Do you dose your food with garlic?


----------



## Arkamaic (May 28, 2009)

No, sure don't never heard of it actually. Whats the benefits?


----------



## gus6464 (Sep 4, 2007)

Arkamaic said:


> No, sure don't never heard of it actually. Whats the benefits?


Think of garlic as adding butter to popcorn. Fish will go crazy for it and eat all the food. Some say it also helps with immune system especially when it comes to fighting ick but it has not been scientifically proven.
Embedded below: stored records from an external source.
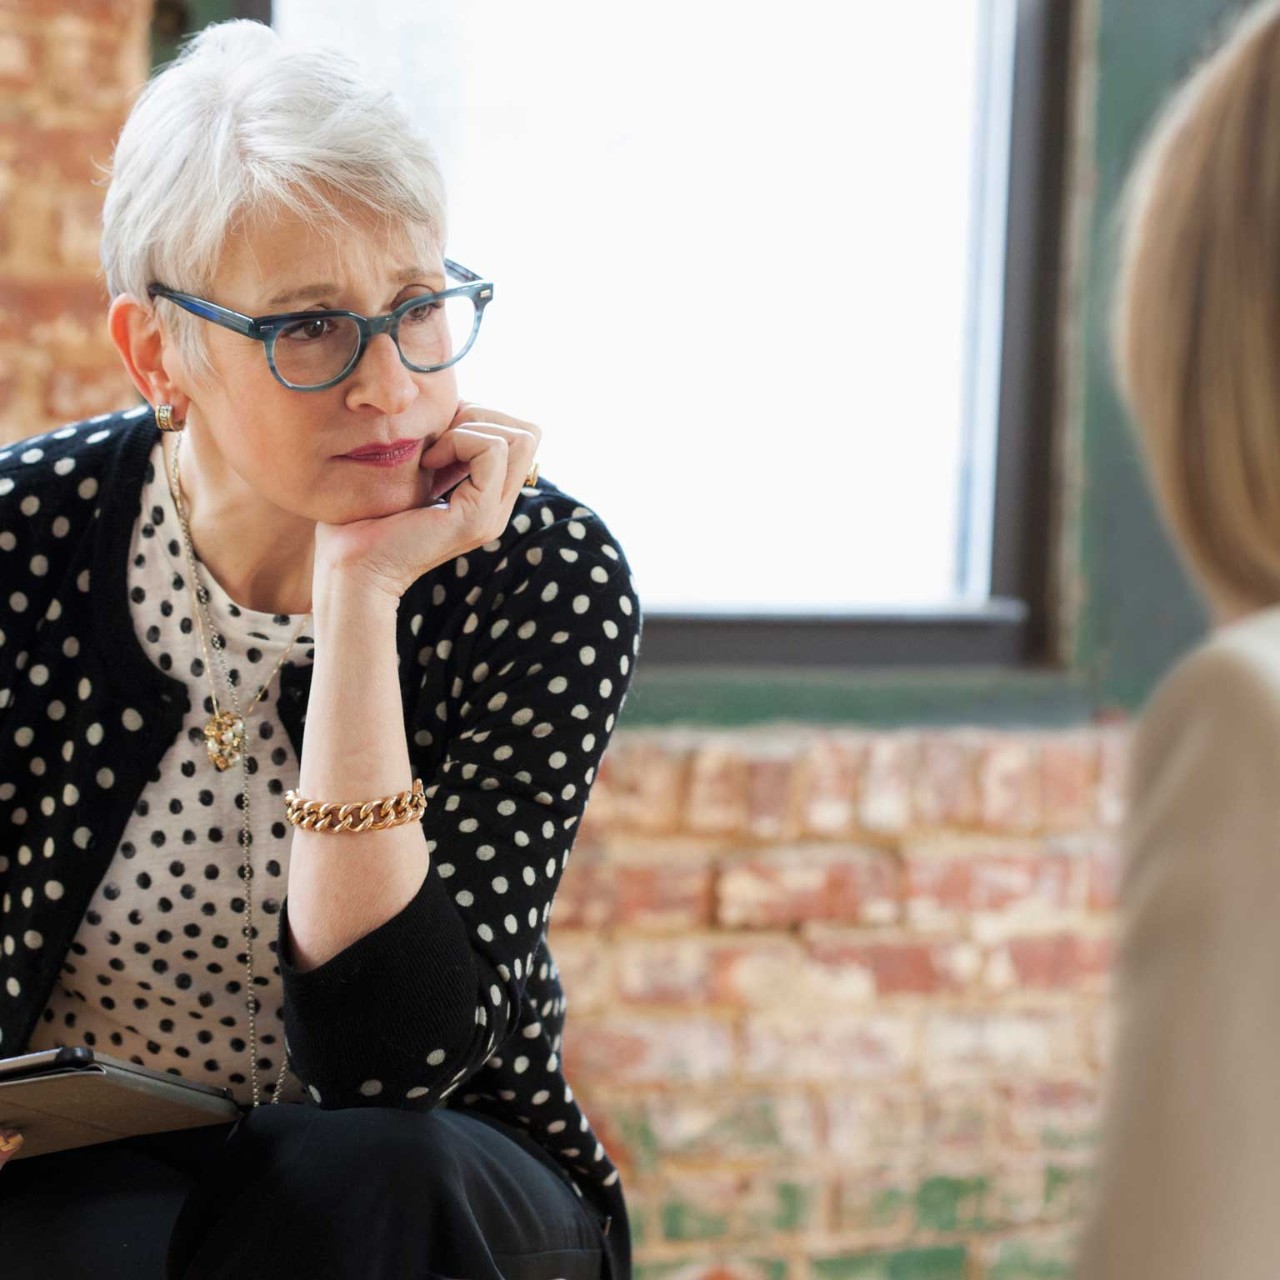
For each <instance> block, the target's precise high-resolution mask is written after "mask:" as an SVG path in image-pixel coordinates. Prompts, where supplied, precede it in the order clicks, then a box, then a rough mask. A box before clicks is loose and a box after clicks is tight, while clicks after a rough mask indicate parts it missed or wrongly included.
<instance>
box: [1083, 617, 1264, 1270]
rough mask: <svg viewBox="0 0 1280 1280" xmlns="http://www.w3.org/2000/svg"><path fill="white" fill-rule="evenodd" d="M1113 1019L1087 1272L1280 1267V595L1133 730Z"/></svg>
mask: <svg viewBox="0 0 1280 1280" xmlns="http://www.w3.org/2000/svg"><path fill="white" fill-rule="evenodd" d="M1129 792H1130V801H1129V814H1128V818H1126V824H1125V831H1124V846H1125V859H1124V869H1123V883H1121V940H1120V951H1119V959H1117V969H1116V1009H1115V1014H1116V1023H1115V1039H1114V1050H1112V1061H1111V1070H1110V1076H1108V1082H1107V1091H1106V1100H1107V1103H1106V1120H1105V1129H1103V1140H1102V1151H1101V1167H1100V1179H1098V1184H1097V1198H1096V1203H1094V1212H1093V1219H1092V1221H1091V1222H1089V1225H1088V1228H1087V1230H1085V1233H1084V1238H1083V1248H1082V1252H1080V1256H1079V1262H1078V1271H1076V1276H1078V1280H1157V1277H1158V1280H1275V1277H1276V1276H1280V1080H1277V1075H1280V608H1268V609H1265V611H1262V612H1260V613H1256V614H1253V616H1251V617H1248V618H1244V620H1240V621H1236V622H1234V623H1231V625H1229V626H1226V627H1224V628H1222V630H1220V631H1217V632H1216V634H1215V635H1213V636H1212V637H1211V639H1210V640H1208V641H1206V643H1204V644H1203V645H1202V646H1201V648H1198V649H1197V650H1194V652H1193V653H1192V654H1190V655H1189V657H1187V658H1185V659H1184V660H1183V662H1180V663H1179V664H1178V666H1176V667H1175V669H1174V671H1172V672H1171V673H1170V675H1169V677H1167V678H1166V680H1165V681H1164V682H1162V685H1161V686H1160V689H1158V690H1157V691H1156V694H1155V696H1153V698H1152V700H1151V703H1149V705H1148V708H1147V710H1146V712H1144V714H1143V717H1142V721H1140V723H1139V726H1138V730H1137V735H1135V739H1134V744H1133V754H1132V767H1130V782H1129Z"/></svg>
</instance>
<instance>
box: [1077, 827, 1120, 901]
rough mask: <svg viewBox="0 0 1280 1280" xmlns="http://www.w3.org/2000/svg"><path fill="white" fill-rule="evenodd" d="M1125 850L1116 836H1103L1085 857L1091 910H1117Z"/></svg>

I soak my frozen food in three things for 30 minutes before I feed my clowns.

Brightwell Aquatics Garlic Power Extract (1 drop)
Brightwell Aquatics Amin Omega (1 drop)
Astaxanthin (4mg)

Astaxanthin is an anti-oxidant that boosts the immune system and also makes their colors really pop. I buy it in gelcaps and just cut it open and dip it in the food. I also feed them 3 different type of foods so they don't get tired of one thing.

Frozen Spirulina Brine Shrimp
Frozen Mysis
Frozen Plankton

You can say I am a bit obsessive when it comes to feeding


----------



## Arkamaic (May 28, 2009)

Got ya, yea Pasfur mentioned it could help with a possible ick on my Coral beauty. Gonna pick some up tommorrow at the local fish store. May look into getting some other stuff like what you mentioned to help prevent any problems. I Mostly use frozen mysis atm, but I'll put some squid every now and then for the CB seeing she is bigger and can handle the bigger pieces.

And a little obsession never hurt anybody haha. And I'm sure your fish are healthier than can be, and love you for their gourmet meals haha.


----------